We are now entering the second week of Level 1, which for most of the country is essentially a return to normalcy and moving on past the global pandemic that is still crippling the rest of the world. We are now a month since level four was lifted and we are begin to see some data and signs of how the market is looking and recovering, and how the future may look, and as we move forward past the pandemic, how things may change from what we have learned.
Mortgage Rates Drop
One of the first big moves post-lock down was the lowering of the official cash rate, and in the following weeks, it set a fire under the major banks, heating up the mortgage wars between New Zealand’s largest banks. ASB was leading the race at the end of last week, offering a 2.69 per cent over two years fixed on home loans undercutting moves made by rival banks earlier the same week.
Craig Sims, ASB executive general manager retail banking, said the reduced rate would be welcome news for those first-time buyers looking to take advantage of low house prices, “We hope this will help them manage their home loans or enable others to be in a position to get into their first home.” Sims also commented that the bank recognizes that it is a hard time for existing customers, and hoped this would offer some relief, “We’re doing everything we can to support them and make things a little bit easier. We’re confident these new rates will help with that.”
ASB’s main competitors, Westpac and ANZ had both announced earlier in the week that they would cut their one-year fixed-term rate to 2.79 per cent.
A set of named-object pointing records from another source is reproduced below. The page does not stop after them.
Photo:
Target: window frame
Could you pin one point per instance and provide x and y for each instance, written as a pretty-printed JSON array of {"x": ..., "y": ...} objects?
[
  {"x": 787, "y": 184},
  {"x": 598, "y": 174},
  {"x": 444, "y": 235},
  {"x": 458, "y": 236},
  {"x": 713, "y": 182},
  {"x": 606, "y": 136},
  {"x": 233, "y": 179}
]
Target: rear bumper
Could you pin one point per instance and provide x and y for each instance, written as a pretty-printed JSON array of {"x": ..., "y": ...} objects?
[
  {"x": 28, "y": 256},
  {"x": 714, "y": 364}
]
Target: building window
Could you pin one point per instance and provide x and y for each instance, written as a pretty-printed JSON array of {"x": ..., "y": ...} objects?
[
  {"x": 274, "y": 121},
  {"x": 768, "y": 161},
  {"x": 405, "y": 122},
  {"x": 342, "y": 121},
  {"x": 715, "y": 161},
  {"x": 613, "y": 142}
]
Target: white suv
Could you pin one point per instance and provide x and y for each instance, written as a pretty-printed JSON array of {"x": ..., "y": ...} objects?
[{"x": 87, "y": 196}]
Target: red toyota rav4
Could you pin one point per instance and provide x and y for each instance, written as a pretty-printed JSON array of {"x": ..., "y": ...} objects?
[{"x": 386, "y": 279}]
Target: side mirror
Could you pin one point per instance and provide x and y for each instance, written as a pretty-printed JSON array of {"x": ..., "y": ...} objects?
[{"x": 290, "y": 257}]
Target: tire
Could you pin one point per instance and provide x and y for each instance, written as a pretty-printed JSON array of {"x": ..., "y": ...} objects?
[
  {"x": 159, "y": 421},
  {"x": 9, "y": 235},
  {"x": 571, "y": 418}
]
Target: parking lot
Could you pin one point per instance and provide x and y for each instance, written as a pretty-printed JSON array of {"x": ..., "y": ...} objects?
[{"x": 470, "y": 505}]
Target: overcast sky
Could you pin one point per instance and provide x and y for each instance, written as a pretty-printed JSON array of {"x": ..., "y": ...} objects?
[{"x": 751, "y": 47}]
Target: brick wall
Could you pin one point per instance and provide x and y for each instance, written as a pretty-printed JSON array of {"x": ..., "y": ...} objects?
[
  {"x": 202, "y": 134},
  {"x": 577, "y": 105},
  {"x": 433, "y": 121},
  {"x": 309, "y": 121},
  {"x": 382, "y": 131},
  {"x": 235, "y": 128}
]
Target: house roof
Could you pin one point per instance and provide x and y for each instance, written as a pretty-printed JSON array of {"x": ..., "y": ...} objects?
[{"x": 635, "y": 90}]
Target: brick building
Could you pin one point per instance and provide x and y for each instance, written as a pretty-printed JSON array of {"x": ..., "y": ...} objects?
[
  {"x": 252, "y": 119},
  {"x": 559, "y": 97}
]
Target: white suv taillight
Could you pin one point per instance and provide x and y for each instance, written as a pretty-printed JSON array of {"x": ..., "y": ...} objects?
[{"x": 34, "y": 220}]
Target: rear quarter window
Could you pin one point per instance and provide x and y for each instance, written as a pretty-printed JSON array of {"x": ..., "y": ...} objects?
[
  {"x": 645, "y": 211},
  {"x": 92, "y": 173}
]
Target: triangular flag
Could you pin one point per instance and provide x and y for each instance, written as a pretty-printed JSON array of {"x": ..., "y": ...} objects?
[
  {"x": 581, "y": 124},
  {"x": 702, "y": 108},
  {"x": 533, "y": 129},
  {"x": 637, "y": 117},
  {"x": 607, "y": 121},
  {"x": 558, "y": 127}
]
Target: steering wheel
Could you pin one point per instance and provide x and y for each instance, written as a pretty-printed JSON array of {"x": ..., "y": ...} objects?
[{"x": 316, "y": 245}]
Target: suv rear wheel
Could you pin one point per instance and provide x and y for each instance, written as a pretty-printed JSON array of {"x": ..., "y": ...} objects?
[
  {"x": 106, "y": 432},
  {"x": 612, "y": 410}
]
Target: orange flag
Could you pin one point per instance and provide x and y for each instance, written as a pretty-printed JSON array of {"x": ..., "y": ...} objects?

Echoing sentiments made by Sim, ANZ managing director retail and business banking Ben Kelleher hoped these record low rates would help customers stay afloat in unprecedented times, “These new rates reflect a new reality where many home loan customers are facing uncertain times and our commitment to keeping rates as low as possible to help ease the pressure.”
The current lowest home loan rate on offer is from Kiwi Bank, who announced on Friday that it had cut its one to five year home loan rates by between 34 and 60 basis points, dropping its one-year rate to a record low 2.65%.
House Price Fall Predictions Begin
Just as the banks lower mortgage rates, their behind-the-scenes teams have started to predict how the pandemic will impact house prices. In its latest NZ Property Focus report, ANZ’s economists confirmed their earlier forecast that house prices would likely fall by 10% to 15% this year, compared to an 8% to 10% fall in GDP.
The report stated that uncertainty from such a huge world-effecting crisis such as Covid-19 makes it almost impossible to predict what would be “normal” for the property market under the current conditions but is certain that we are likely to see a significant fall.
Property Sales and Listings slowly begin to increase as lockdown rules begin to ease
Despite the above predictions, it seems that many are returning to the market as house levels rise and sell at their QV value.
House level availability was increasing significantly in post lockdown months, with Barfoot & Thompson receiving 1097 new listings in May, compared to just 239 in April. Stock levels have also remained resilient, with the agency having a total of 3821 residential properties available for sale at the end of May.
Prices also appear to be holding up reasonably well so far, with interest.co.nz able to match selling prices with Rating Valuations (RVs) which revealed that exactly two thirds (67%) of the sales in the last week of May achieved prices that were higher than their RVs, 30% achieved prices below their RVs and 3% were the same as their RVs.